A Survey on Private Transformer Inference

Li, Yang, Zhou, Xinyu, Wang, Yitong, Qian, Liangxin, Zhao, Jun

arXiv.org Artificial Intelligence 

For instance, both ChatGPT [42] and Bing [40] have made the power of transformer-based models widely accessible, democratizing advanced AI capabilities. These models leverage attention mechanisms [55] adeptly to capture long-range dependencies in sequences of input tokens, allowing them to accurately model contextual information. Besides, unlike traditional task-specific learning approaches, large transformer models (e.g., GPT [46] and BERT [10]) are trained on huge quantities of unlabeled textual data and are directly useful for a wide variety of applications such as sentiment analysis, language translation, content generation, and question answering.
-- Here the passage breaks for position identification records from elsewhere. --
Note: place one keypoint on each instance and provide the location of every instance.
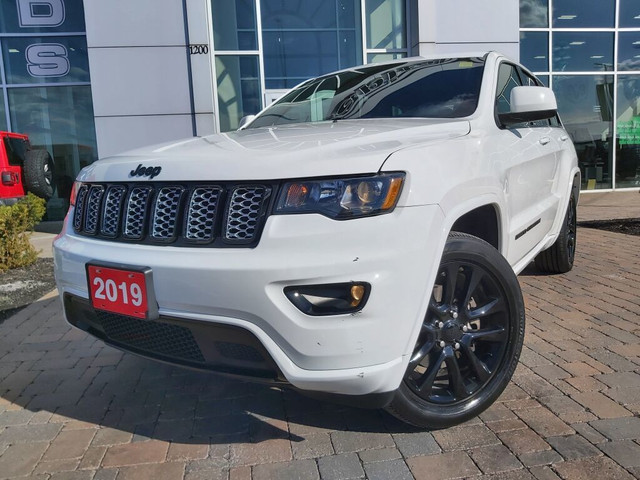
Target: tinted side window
(508, 78)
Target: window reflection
(629, 51)
(45, 60)
(582, 51)
(534, 51)
(73, 17)
(386, 24)
(629, 16)
(585, 104)
(534, 13)
(3, 113)
(583, 13)
(306, 39)
(238, 83)
(60, 120)
(384, 57)
(628, 132)
(234, 25)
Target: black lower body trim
(219, 348)
(202, 345)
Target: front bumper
(355, 354)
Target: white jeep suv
(359, 238)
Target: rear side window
(16, 150)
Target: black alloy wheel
(39, 173)
(470, 340)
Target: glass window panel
(583, 13)
(534, 51)
(44, 16)
(45, 60)
(279, 14)
(582, 51)
(234, 25)
(534, 13)
(585, 104)
(3, 113)
(298, 54)
(629, 16)
(238, 81)
(628, 134)
(629, 51)
(60, 120)
(386, 24)
(307, 39)
(350, 49)
(384, 57)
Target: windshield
(445, 88)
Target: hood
(286, 151)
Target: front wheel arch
(475, 371)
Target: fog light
(331, 299)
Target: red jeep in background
(23, 169)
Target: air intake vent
(217, 215)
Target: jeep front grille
(178, 214)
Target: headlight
(342, 198)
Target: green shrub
(16, 223)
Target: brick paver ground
(72, 408)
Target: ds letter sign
(44, 59)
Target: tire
(38, 173)
(559, 257)
(470, 341)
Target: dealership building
(87, 80)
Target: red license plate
(119, 290)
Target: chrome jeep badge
(143, 171)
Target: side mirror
(529, 104)
(246, 120)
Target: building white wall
(140, 65)
(139, 73)
(446, 26)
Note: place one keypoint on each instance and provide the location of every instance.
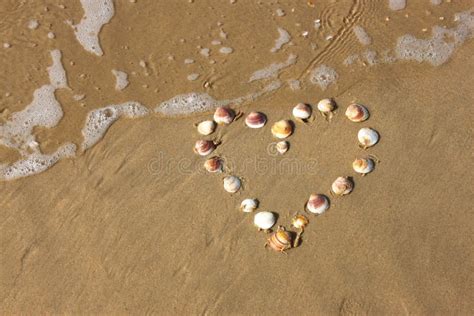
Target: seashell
(232, 184)
(357, 112)
(282, 129)
(342, 186)
(206, 127)
(255, 120)
(317, 204)
(204, 147)
(363, 165)
(249, 205)
(213, 164)
(282, 147)
(367, 137)
(302, 112)
(299, 221)
(264, 220)
(280, 240)
(326, 106)
(224, 116)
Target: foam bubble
(294, 84)
(273, 70)
(44, 111)
(351, 59)
(226, 50)
(121, 79)
(370, 57)
(33, 24)
(189, 103)
(280, 12)
(56, 72)
(362, 35)
(98, 121)
(323, 76)
(192, 77)
(396, 5)
(35, 163)
(283, 38)
(205, 52)
(96, 14)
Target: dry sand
(134, 225)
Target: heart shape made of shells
(282, 239)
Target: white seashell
(232, 184)
(223, 116)
(357, 112)
(342, 186)
(282, 147)
(204, 147)
(326, 106)
(282, 129)
(317, 204)
(206, 127)
(367, 137)
(249, 205)
(363, 165)
(255, 120)
(213, 165)
(302, 111)
(264, 220)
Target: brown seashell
(299, 221)
(213, 165)
(223, 115)
(280, 240)
(317, 204)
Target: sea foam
(98, 121)
(273, 70)
(323, 76)
(43, 111)
(189, 103)
(121, 79)
(56, 72)
(96, 14)
(362, 35)
(36, 163)
(283, 38)
(396, 5)
(437, 49)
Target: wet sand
(134, 225)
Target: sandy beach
(133, 224)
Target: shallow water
(103, 196)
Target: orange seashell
(342, 186)
(280, 240)
(299, 221)
(204, 147)
(282, 129)
(357, 112)
(255, 120)
(224, 116)
(317, 204)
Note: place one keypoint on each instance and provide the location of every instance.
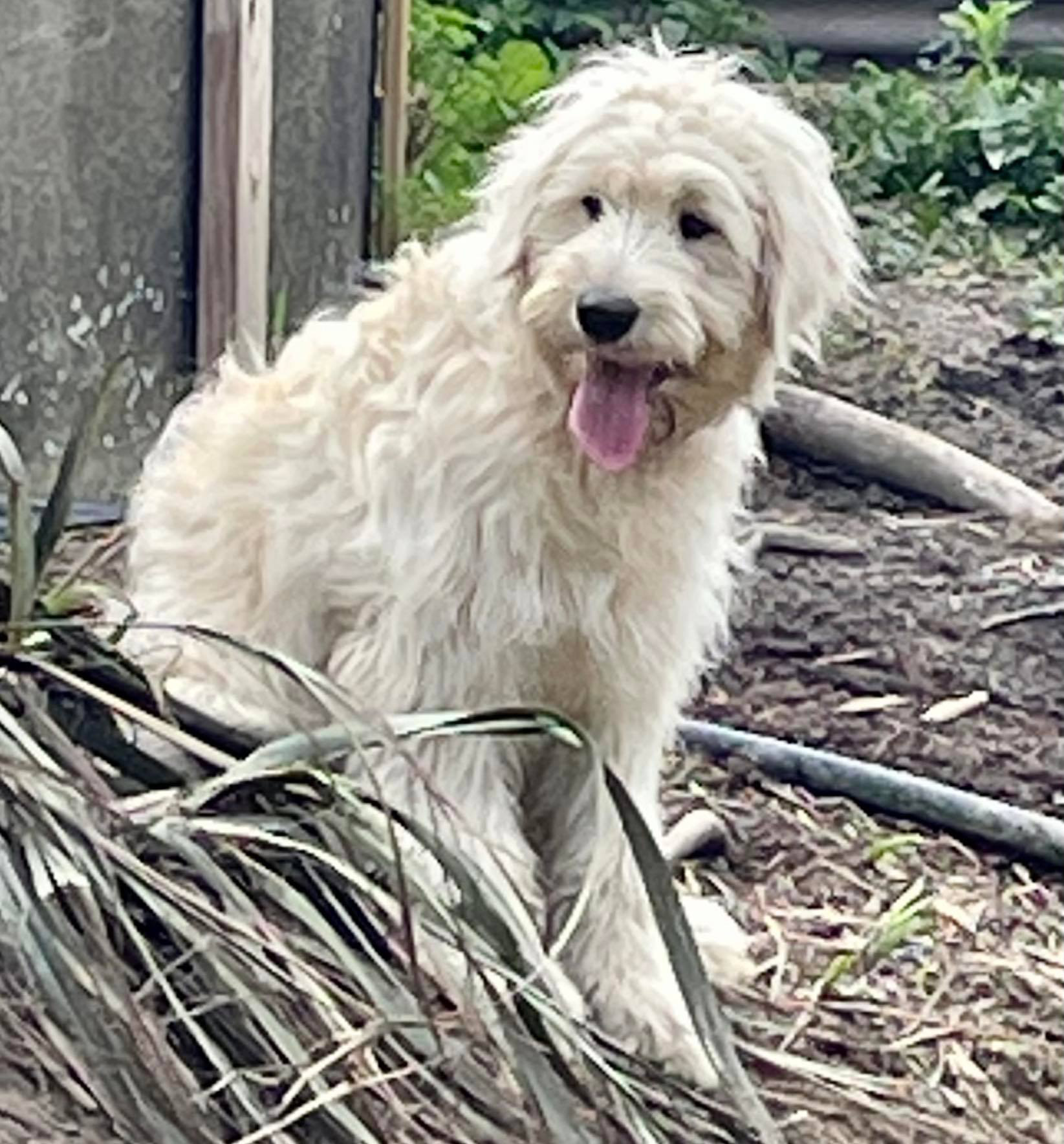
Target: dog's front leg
(616, 953)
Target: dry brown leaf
(945, 710)
(865, 705)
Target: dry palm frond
(232, 958)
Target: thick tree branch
(891, 791)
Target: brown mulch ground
(953, 1023)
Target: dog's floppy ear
(810, 262)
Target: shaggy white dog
(515, 476)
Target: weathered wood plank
(395, 78)
(220, 128)
(253, 175)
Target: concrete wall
(99, 147)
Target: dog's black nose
(605, 317)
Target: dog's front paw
(650, 1020)
(721, 941)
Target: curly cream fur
(398, 501)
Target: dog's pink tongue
(610, 413)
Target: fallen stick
(887, 789)
(831, 429)
(796, 538)
(1036, 612)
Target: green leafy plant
(465, 96)
(986, 30)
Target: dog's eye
(693, 226)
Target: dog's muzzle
(604, 316)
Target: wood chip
(866, 705)
(945, 710)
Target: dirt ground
(952, 1023)
(911, 986)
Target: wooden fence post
(236, 126)
(395, 76)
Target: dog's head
(673, 235)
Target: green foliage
(964, 156)
(466, 95)
(984, 29)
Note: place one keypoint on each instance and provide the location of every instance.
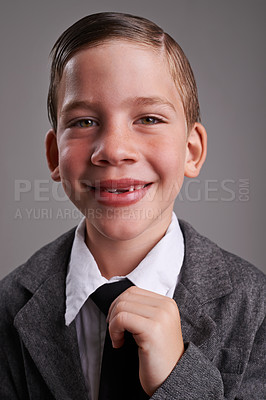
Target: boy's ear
(196, 150)
(52, 155)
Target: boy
(125, 130)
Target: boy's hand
(155, 324)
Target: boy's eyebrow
(139, 101)
(149, 101)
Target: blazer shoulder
(18, 286)
(208, 264)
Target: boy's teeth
(130, 189)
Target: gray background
(225, 43)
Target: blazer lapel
(52, 345)
(204, 278)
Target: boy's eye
(149, 120)
(85, 123)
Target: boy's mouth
(119, 193)
(119, 187)
(131, 188)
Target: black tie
(120, 367)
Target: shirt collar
(157, 272)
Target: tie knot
(107, 293)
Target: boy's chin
(121, 225)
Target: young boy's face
(123, 145)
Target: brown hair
(94, 29)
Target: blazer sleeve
(196, 377)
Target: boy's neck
(119, 258)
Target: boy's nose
(115, 146)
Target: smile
(119, 193)
(120, 190)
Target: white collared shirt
(157, 272)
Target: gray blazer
(220, 298)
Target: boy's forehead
(120, 65)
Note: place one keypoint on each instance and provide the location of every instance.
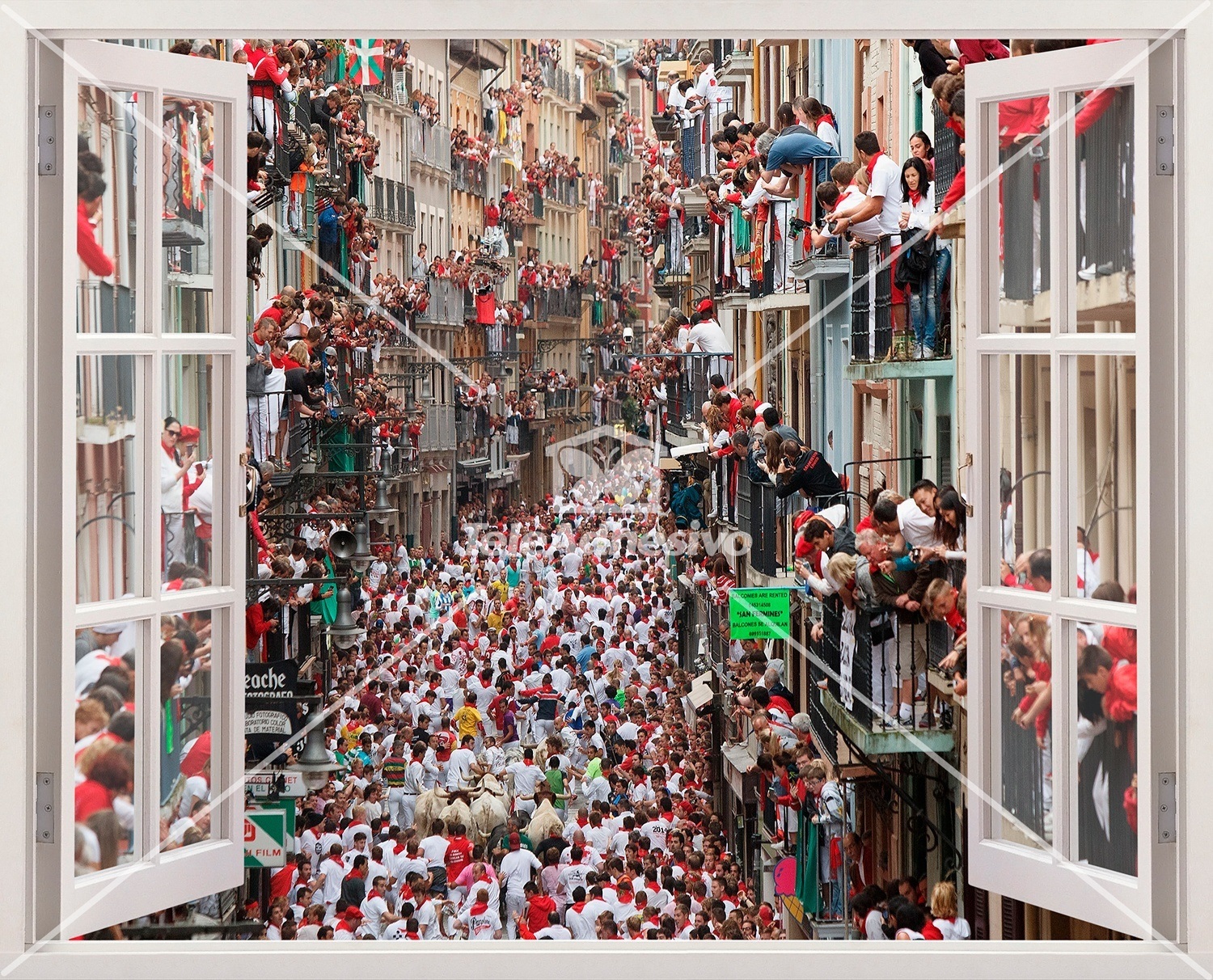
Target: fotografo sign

However, the application of large transformers still presents certain risks, particularly regarding privacy issues [35, 52]. Most popular transformer models operate in a pattern called Machine Learning as a Service (MLaaS), where a server provides the model and inference services to users who own the data. For instance, OpenAI provides ChatGPT as an online platform and offers remote APIs for developers, allowing users to access services by submitting prompts or messages. Nevertheless, this pattern raises privacy concerns: users need to transmit their private data to a company's server and have no direct control over how their data is handled. They must trust that the server processes the data honestly and follows the agreed terms of service. There exists a risk that the server could misuse the data, including unauthorized processing, storing the data indefinitely, or even selling it to third parties.